La nuit, tous les chats sont gris, dit l’adage. C’est aussi la nuit que les fantasmes quittent les replis de l’inconscient pour éclater à la faveur de l’obscurité. Ces heures troubles où le soleil n’est plus servent d’écrin à la plus récente pièce d’Evelyne de la Chenelière, intitulée Le traitement de la nuit.

Dans cette courte œuvre d’une heure et des poussières, la dramaturge s’amuse à brouiller les pistes entre le rêve et la réalité, entre la clarté et la noirceur. Surtout, elle fractionne son texte en plusieurs facettes qui deviennent autant de versions de son récit, laissant le public décider où se situe la vérité.

L’intrigue n’est pas simple à résumer. En effet, les personnages du père, de la mère, de la fille et du jardinier se présentent sous une lumière sans cesse différente, se transformant au gré des variations imaginées par l’autrice.

Certes, la mère (formidable Anne-Marie Cadieux) reste complètement névrosée et la fille (Marie-Pier Labrecque, très solide) n’arrive jamais à endiguer la sourde colère qui l’habite. À leurs côtés, le père insomniaque (Henri Chassé) continue de faire comme si tout allait pour le mieux. Quant au mystérieux jardinier (Lyndz Dantiste), il demeure l’écran sur lequel les autres projettent leurs désirs d’affranchissement ou de rédemption.

Tout au long d’une nuit qui va s’amorcer dans la plus grande des banalités — un souper partagé —, ces quatre protagonistes vont échafauder des plans de meurtre, s’inquiéter de la disparition de l’un, feindre l’indifférence devant la fugue de l’autre, s’aimer, se déchirer.
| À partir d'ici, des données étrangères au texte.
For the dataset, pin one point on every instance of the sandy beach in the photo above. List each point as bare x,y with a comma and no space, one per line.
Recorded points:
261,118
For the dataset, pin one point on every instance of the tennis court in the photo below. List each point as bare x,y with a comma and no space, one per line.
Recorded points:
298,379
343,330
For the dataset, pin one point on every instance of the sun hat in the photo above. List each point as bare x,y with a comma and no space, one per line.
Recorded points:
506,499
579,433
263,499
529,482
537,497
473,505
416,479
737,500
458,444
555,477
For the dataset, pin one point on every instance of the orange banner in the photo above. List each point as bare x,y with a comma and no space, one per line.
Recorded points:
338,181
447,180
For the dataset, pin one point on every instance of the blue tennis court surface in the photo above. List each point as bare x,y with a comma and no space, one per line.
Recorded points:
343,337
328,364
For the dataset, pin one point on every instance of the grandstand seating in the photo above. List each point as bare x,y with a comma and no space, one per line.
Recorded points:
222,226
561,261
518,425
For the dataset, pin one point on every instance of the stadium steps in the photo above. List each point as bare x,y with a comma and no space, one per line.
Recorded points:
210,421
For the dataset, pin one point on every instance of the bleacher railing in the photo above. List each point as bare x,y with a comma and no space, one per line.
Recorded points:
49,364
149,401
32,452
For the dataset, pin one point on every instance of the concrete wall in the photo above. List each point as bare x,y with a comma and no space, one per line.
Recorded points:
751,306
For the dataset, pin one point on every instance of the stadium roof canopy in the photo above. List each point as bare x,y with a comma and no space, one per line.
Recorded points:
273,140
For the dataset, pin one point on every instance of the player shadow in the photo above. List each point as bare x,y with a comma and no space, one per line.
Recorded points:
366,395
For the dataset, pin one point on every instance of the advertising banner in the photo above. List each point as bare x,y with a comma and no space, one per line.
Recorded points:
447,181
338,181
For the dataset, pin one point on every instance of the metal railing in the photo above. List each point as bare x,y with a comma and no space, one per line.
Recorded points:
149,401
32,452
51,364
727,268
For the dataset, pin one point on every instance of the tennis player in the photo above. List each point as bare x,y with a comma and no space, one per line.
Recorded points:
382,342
Pour plaire à des invités qu’on ne voit jamais, les parents seront en perpétuelle représentation, tentant de sauver la mise face à leur fille toujours prête à dégoupiller une quelconque grenade.

Toutefois, le destin (voire le passé) de chacun restera flou, comme si l’obscurité permettait tous les possibles. Et tant pis pour le spectateur en quête d’un fil rouge auquel se raccrocher…
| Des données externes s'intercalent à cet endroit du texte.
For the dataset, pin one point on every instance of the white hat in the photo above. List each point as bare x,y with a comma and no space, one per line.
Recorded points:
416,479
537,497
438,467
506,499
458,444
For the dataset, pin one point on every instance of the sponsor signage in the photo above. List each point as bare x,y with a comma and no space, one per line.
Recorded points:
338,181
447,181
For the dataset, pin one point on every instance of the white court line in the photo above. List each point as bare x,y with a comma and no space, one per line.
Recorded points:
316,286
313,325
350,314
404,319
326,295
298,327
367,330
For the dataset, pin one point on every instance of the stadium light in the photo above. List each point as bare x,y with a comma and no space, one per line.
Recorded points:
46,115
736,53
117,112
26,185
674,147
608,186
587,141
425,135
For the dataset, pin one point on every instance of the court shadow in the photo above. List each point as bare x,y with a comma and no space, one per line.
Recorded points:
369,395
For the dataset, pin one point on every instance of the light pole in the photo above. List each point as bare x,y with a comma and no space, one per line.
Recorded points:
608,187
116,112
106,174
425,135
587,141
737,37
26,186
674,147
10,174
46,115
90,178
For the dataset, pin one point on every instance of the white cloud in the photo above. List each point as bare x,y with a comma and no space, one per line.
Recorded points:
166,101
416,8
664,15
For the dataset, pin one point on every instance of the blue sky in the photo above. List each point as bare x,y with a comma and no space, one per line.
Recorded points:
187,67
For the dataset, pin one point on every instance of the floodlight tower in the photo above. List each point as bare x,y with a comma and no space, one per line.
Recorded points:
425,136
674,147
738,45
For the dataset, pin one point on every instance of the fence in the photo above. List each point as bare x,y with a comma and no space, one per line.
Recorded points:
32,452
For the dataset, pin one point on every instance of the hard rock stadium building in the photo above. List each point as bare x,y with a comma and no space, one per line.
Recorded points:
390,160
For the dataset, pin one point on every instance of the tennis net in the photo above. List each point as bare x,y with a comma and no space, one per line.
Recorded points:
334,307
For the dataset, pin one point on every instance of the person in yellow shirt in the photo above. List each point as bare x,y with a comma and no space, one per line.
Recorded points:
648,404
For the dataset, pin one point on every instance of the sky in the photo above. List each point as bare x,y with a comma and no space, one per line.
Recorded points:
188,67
PHOTO YANICK MACDONALD, FOURNIE PAR ESPACE GO

Anne-Marie Cadieux est irrésistible dans le rôle de la mère névrosée qui veut feindre l’indifférence devant les fugues répétées de sa fille.

Dans ce texte épars qui peut déstabiliser au premier abord, la langue est d’une précision qui force l’admiration. La dramaturge use avec brio d’un humour grinçant teinté d’une absurdité parfaitement dosée (et qui n’est pas sans rappeler un certain Ionesco).

La musique omniprésente

À la mise en scène, Denis Marleau a choisi de donner au texte toute la place qui lui revient en réduisant les effets scéniques au strict minimum. Une table, six chaises. Des déplacements chorégraphiés avec soin. Le tout est magnifié par les projections en arrière-scène de sa complice Stéphanie Jasmin, lesquelles se veulent tantôt apaisantes, tantôt terriblement anxiogènes.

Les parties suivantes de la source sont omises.